The gender schema theory was presented by psychologist Sandra Bem in 1981. It’s a cognitive theory that seeks to explain how individuals adopt a gender in society. It also studies how the characteristics socially associated with each sex are maintained and transmitted to other members of the same culture.

Bem stated that children learn about male and female roles from the society they live in. According to this theory, children adjust their behavior to align themselves with the gender norms of their culture. They do so right from the earliest stages of their psychosocial development.

The author suggested that Freudian theories focused too much on the influence of anatomy on gender development. Thus, he proposed a new theory. For Bem, a child’s cognitive development, combined with social influences, can influence thought patterns (schemas) that correspond to accepted male and female traits.

The gender schema theory tries to explain how we adopt a gender in society.

Cultural influences on gender schema

Gender patterns don’t only have an impact on how people process information. They also influence attitudes and beliefs that drive behaviors that are “gender appropriate”.

For example, a child living in a very traditional culture might believe that a woman’s role is to care for and raise children. At the same time, they’ll believe that a man’s role is to work. This way, they construct an internal mental framework related to what men and women can and can’t do.

A boy thinking.

Gender patterns due to culture

Gender patterns also dictate a person’s value and potential in that culture. For example, a girl raised in a traditional culture might believe that the only path available to her as a woman is to get married and raise children.

Conversely, a girl raised in a more progressive culture might, according to her accepted patterns, do things very differently. She may pursue a college career, deliberately not have children, or decide not to get married.

Many of these influences are overt, while others are more subtle. In this sense, we should note that even the placement of gender titles in the vocabulary systematically places women in a secondary position. We can see this in the way the male name usually goes before the female.

All of these influences in society, however imperceptible they may seem, influence the construction of each individual’s gender schema. Moreover, both men and women are acutely aware of the consequences of not adhering to the cultural gender norms.

Therefore, when they find themselves in a situation of social disapproval for not exhibiting the expected characteristics according to their gender, they may feel pressured to change their behavior. They fear that, if they don’t, they’ll face rejection from those who don’t approve of them.

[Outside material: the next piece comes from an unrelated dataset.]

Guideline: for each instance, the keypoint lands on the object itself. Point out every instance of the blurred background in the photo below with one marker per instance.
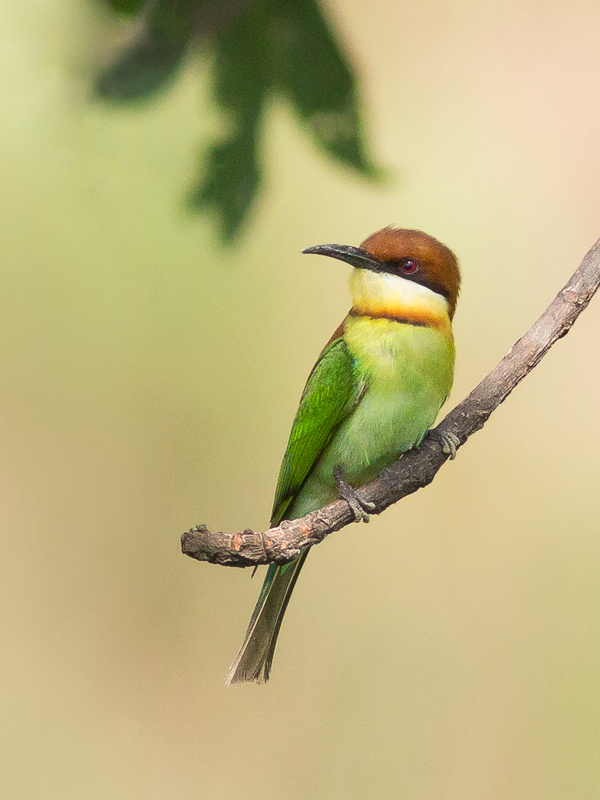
(150, 374)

Gender stereotypes according to the gender schema theory

Since the gender schema theory is a theory of process and not of content, it can also help explain other types of processes. For example, those through which gender stereotypes become strongly entrenched in society.

Specifically, having strong gender schemas provides a filter through which you can process all incoming stimuli in the environment. This allows the person to more easily assimilate stereotyped information. As a result this further solidifies the existence of gender stereotypes.

In this sense, and in relation to adolescent development, Bem hypothesizes that, even though children can choose between a large number of factors related to sex, gender patterns will still lead to the person adopting behavioral patterns that conform to the cultural definition of what it means to be a man or a woman, almost without having a choice in the matter.

Gender schema theory.

A sub-schema of heterosexuality

Furthermore, the psychologist affirms that there’s a primeval “sub-schema of heterosexuality”. This probably led to the development of the gender schemas we know today.

In fact, most societies treat heterosexuality as the reference point for the definition of masculinity and femininity. In other words, the norm in many societies is heterosexuality.

Thus, the sub-schema of heterosexuality implies that men and women are different from each other. It also implies that sexual individuals (those who identify with their assigned gender and process information through the lens of that gender schema) are predisposed to use this schema in social interactions.

They’ll behave differently towards individuals of the opposite sex, depending on how attractive they are.

Greater freedom

Bem believed that gender schemas are limiting for men, women, and society in general. In fact, she believed that raising children free of these stereotypes and limitations would lead to greater freedom and fewer restrictions on the exercise of free will.

For their part, critics of Bem’s theory claim that the author portrayed individuals simply as passive spectators in the development of gendered schemes. They say that she has ignored the complex and varied forces that contribute to gender construction.